An end of year report by the El Nadeem Center for Rehabilitation of Victims of Violence has documented an apparent spike in torture and abuse across Egyptian prisons in 2014, recording at least 100 deaths in custody.
According to the report, the majority of deaths are due to torture, denied medical care and severe detention conditions. The centre however believes that the true scale of death in prisons is much higher than the evidence they were able to collate.
In the strongly worded document, El Nadeem Center urged the government to take responsibility for the health and treatment of detainees in Egyptian custody.
“You are responsible for all of them — whether they died from electric shocks or brutal beatings; or died from hunger as a result of a hunger strike that you ignored; or died of suffocation because of overcrowding; or of diseases that you delayed treatment for, or because you refused to transfer them to hospitals,” the report said.
“In all cases, their deaths are premeditated murder in your prisons,” the centre continues, “and you will be held accountable for it sooner or later.”
According to Daily News Egypt research, an estimated 95 individuals died in places of detention across Egypt between February 2011 and the unseating of the Muslim Brotherhood regime in June 2013. However, from January until November 2014, at least 52 died in centres across Cairo and Giza, according to the governmental Forensic Medicine Authority.

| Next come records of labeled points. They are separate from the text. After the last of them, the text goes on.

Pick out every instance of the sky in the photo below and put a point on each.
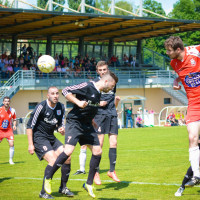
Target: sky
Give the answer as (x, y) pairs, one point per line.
(166, 4)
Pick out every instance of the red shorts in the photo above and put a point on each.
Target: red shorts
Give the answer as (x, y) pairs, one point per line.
(193, 113)
(6, 134)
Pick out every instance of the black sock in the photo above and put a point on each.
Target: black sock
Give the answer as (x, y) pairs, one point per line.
(65, 171)
(187, 177)
(46, 171)
(112, 157)
(58, 163)
(94, 163)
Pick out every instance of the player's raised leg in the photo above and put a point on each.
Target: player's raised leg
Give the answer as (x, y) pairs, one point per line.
(193, 131)
(94, 163)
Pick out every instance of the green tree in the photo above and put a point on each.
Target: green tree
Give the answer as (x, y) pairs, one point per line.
(153, 6)
(184, 9)
(74, 4)
(124, 5)
(7, 3)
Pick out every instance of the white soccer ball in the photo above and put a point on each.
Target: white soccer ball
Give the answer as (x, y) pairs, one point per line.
(46, 63)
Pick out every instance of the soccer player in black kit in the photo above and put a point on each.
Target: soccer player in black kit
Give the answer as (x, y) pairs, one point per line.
(47, 117)
(107, 123)
(79, 127)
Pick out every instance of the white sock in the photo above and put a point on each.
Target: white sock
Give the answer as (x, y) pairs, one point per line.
(82, 159)
(11, 152)
(194, 160)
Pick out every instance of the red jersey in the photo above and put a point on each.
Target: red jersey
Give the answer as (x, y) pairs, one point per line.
(188, 70)
(6, 117)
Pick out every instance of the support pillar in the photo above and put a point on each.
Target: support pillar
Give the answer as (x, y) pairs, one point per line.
(110, 48)
(49, 45)
(81, 46)
(139, 52)
(14, 45)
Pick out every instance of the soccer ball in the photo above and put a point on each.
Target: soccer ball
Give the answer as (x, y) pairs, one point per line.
(46, 63)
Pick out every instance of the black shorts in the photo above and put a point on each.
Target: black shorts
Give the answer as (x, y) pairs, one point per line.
(80, 131)
(43, 145)
(106, 124)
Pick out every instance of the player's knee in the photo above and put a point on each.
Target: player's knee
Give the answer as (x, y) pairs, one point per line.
(68, 161)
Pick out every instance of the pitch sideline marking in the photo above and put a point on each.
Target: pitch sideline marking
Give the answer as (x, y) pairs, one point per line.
(105, 181)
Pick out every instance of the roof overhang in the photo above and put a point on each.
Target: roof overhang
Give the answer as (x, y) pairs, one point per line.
(35, 24)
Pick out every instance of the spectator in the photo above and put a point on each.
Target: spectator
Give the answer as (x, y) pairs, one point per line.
(24, 50)
(139, 121)
(129, 117)
(30, 50)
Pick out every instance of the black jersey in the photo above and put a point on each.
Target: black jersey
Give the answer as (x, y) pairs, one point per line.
(44, 119)
(109, 109)
(85, 92)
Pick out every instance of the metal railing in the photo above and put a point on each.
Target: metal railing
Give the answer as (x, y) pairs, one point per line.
(27, 80)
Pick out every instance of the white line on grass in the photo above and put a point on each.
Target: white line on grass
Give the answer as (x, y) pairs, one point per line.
(105, 181)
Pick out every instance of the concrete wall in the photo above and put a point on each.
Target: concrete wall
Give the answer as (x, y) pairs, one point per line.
(154, 99)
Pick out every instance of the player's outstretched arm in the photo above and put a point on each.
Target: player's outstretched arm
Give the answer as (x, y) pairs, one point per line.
(61, 130)
(176, 86)
(70, 97)
(117, 100)
(31, 148)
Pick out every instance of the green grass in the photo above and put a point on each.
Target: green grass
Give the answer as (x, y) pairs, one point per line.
(150, 156)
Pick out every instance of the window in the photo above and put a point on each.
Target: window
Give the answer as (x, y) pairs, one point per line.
(32, 105)
(167, 100)
(137, 102)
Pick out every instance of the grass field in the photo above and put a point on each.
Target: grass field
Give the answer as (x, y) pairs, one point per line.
(151, 163)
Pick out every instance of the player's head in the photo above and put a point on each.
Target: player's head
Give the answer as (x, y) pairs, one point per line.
(6, 101)
(174, 46)
(53, 95)
(109, 81)
(102, 68)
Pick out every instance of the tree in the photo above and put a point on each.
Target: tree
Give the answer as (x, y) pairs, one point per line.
(184, 9)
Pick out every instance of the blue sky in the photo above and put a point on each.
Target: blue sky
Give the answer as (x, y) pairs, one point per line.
(166, 4)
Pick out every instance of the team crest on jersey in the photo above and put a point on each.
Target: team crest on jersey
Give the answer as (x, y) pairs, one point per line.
(193, 62)
(58, 112)
(193, 79)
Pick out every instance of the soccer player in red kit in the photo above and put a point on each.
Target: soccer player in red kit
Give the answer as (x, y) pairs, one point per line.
(7, 114)
(186, 63)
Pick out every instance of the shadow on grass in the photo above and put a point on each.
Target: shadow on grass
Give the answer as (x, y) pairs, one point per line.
(7, 163)
(5, 179)
(115, 199)
(115, 186)
(57, 194)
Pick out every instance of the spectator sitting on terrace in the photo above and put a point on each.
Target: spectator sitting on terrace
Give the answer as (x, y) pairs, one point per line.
(25, 67)
(61, 58)
(33, 61)
(56, 60)
(1, 64)
(30, 50)
(10, 70)
(151, 111)
(16, 68)
(24, 50)
(139, 121)
(21, 61)
(4, 55)
(58, 68)
(4, 70)
(6, 61)
(125, 59)
(113, 61)
(16, 61)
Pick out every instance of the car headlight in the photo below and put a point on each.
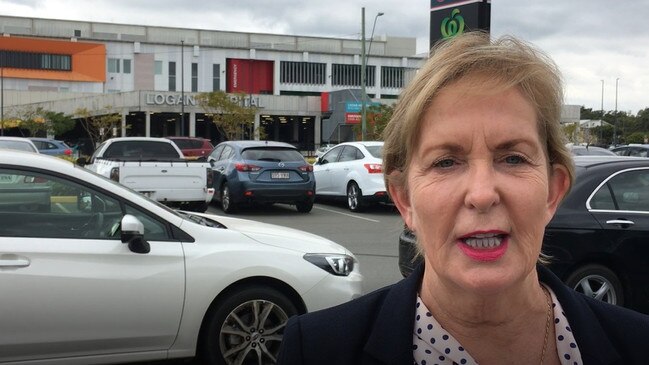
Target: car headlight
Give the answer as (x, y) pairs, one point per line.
(336, 264)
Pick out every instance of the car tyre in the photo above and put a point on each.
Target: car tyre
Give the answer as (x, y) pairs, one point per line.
(246, 327)
(354, 197)
(226, 200)
(598, 282)
(304, 207)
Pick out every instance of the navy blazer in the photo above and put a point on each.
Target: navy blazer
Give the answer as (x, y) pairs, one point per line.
(377, 328)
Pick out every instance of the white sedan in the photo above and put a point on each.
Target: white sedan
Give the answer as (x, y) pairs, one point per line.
(352, 170)
(105, 275)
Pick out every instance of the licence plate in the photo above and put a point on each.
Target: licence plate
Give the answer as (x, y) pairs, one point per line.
(279, 175)
(148, 194)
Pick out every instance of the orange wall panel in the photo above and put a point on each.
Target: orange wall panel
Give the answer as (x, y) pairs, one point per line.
(88, 59)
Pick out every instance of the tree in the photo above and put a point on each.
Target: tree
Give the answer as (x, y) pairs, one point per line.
(98, 127)
(41, 122)
(229, 114)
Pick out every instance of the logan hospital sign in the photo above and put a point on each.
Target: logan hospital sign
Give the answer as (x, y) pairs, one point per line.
(190, 100)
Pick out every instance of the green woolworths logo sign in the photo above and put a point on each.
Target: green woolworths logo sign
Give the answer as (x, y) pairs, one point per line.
(453, 25)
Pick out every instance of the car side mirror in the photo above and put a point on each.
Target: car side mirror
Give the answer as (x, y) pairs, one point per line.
(133, 234)
(81, 161)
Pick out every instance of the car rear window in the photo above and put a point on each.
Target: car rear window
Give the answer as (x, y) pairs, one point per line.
(272, 154)
(17, 145)
(140, 150)
(375, 151)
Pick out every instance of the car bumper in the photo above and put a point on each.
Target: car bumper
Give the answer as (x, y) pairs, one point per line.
(248, 192)
(339, 289)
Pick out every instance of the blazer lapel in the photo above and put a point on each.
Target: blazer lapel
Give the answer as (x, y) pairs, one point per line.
(592, 339)
(391, 339)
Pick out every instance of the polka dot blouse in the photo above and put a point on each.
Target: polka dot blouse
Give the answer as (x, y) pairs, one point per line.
(432, 345)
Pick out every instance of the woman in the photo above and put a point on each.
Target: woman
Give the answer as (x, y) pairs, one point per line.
(474, 159)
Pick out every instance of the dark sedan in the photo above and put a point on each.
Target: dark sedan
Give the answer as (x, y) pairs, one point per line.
(639, 150)
(247, 172)
(598, 241)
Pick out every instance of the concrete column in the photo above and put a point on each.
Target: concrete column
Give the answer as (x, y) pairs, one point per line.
(192, 124)
(147, 124)
(329, 76)
(124, 114)
(377, 82)
(317, 133)
(257, 126)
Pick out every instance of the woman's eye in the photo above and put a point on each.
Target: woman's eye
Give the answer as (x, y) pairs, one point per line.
(446, 163)
(514, 159)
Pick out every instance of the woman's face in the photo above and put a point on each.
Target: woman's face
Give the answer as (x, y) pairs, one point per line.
(479, 188)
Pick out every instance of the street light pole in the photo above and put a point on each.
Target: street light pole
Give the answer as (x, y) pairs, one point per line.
(615, 124)
(364, 56)
(363, 81)
(601, 117)
(182, 87)
(2, 101)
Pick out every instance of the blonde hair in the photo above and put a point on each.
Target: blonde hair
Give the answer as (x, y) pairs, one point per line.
(507, 62)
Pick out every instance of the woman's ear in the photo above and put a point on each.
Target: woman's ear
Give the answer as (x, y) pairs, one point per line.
(400, 197)
(559, 184)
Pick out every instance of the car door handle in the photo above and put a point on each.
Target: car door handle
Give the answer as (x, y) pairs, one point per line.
(14, 262)
(621, 222)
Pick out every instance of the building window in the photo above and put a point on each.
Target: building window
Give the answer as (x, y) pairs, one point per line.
(127, 66)
(35, 61)
(216, 77)
(350, 75)
(158, 67)
(194, 77)
(113, 65)
(172, 76)
(392, 77)
(303, 73)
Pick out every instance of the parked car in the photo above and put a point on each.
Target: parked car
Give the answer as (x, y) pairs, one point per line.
(636, 150)
(109, 276)
(156, 168)
(193, 147)
(352, 170)
(577, 150)
(52, 147)
(323, 149)
(247, 172)
(597, 238)
(18, 143)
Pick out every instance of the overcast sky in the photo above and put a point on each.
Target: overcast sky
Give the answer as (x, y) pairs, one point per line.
(591, 40)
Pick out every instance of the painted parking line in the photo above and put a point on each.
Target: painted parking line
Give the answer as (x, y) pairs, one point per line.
(347, 214)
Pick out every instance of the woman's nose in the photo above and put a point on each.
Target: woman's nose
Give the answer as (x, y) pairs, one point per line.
(481, 188)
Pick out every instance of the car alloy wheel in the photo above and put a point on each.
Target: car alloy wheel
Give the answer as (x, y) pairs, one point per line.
(597, 282)
(247, 327)
(226, 200)
(354, 197)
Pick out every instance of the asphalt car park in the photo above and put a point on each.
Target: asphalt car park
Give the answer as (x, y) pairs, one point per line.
(369, 235)
(105, 275)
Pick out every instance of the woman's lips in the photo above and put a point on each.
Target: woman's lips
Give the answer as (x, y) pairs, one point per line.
(484, 247)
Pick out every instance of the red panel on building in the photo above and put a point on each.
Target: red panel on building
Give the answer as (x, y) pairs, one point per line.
(352, 118)
(324, 101)
(249, 76)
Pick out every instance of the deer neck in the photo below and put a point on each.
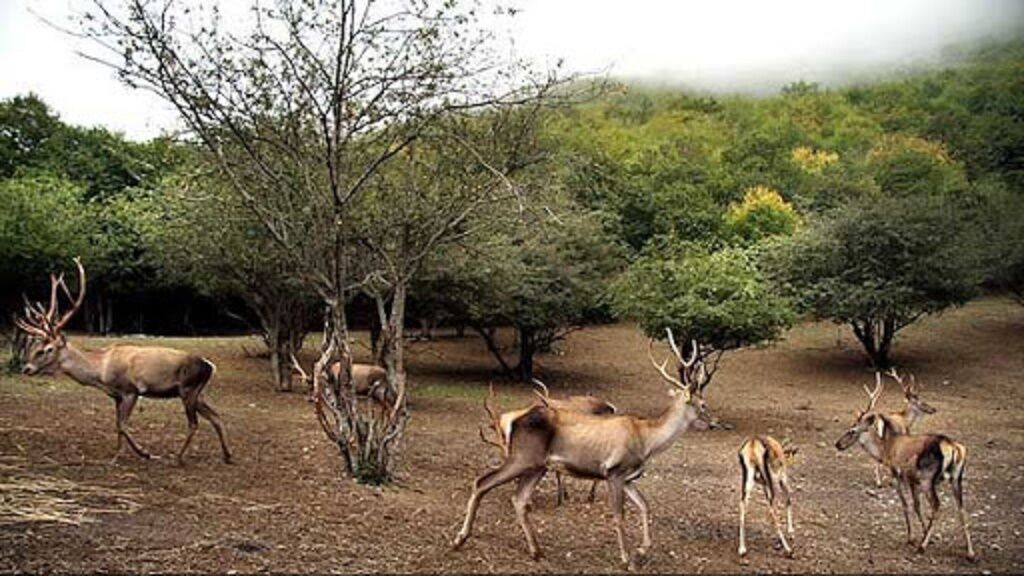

Article 55 of the constitution, ratified by a popular referendum in January 2014, mandates that “every person who is either arrested, detained, or his freedom is restricted shall be treated in a manner that maintains his dignity. He/she may not be tortured, intimated, coerced, or physically or morally harmed”.
However, institutionalised torture has long been a widespread issue inside Egyptian detention facilities, regularly making headlines in recent weeks.
On 31 December, the Egyptian Coordination of Rights and Freedoms reported that a 16-year-old boy accused of robbery died due to torture during detention. Mahmoud Moataz Fathallah was being held at Khanka police station in Qaliubiya.
Also in December, the Salafi-leaning Ahrar movement reported the death of Cairo University teaching assistant Abdel Rahman Kamel at Al-Azouly prison due to injuries sustained from torture. Al-Azouly military prison, often referred to as “Egypt’s Abu Ghraib”, is believed by rights groups, such as Amnesty International and Human Rights Watch, to be holding hundreds of undocumented detainees who are routinely subjected to severe torture, such as electrocution and beatings, beyond formal judicial oversight.
Following the US government’s report on CIA torture in December, the Egyptian rights group National Council for Human Rights (NCHR) announced that it will follow up the liability of Egyptian authorities for illegal abuse of detainees. Whilst the report did not directly mention Egypt’s role in the outsourced torture of suspected terrorists during the Bush administration’s ‘War on Terror’, the cooperation is well documented and referenced indirectly in the Senate report. NCHR spokesperson Hafez Abu Seada told Daily News Egypt that his organisation will work towards collecting testimonies of abuse and push the government to launch investigations into the abuses.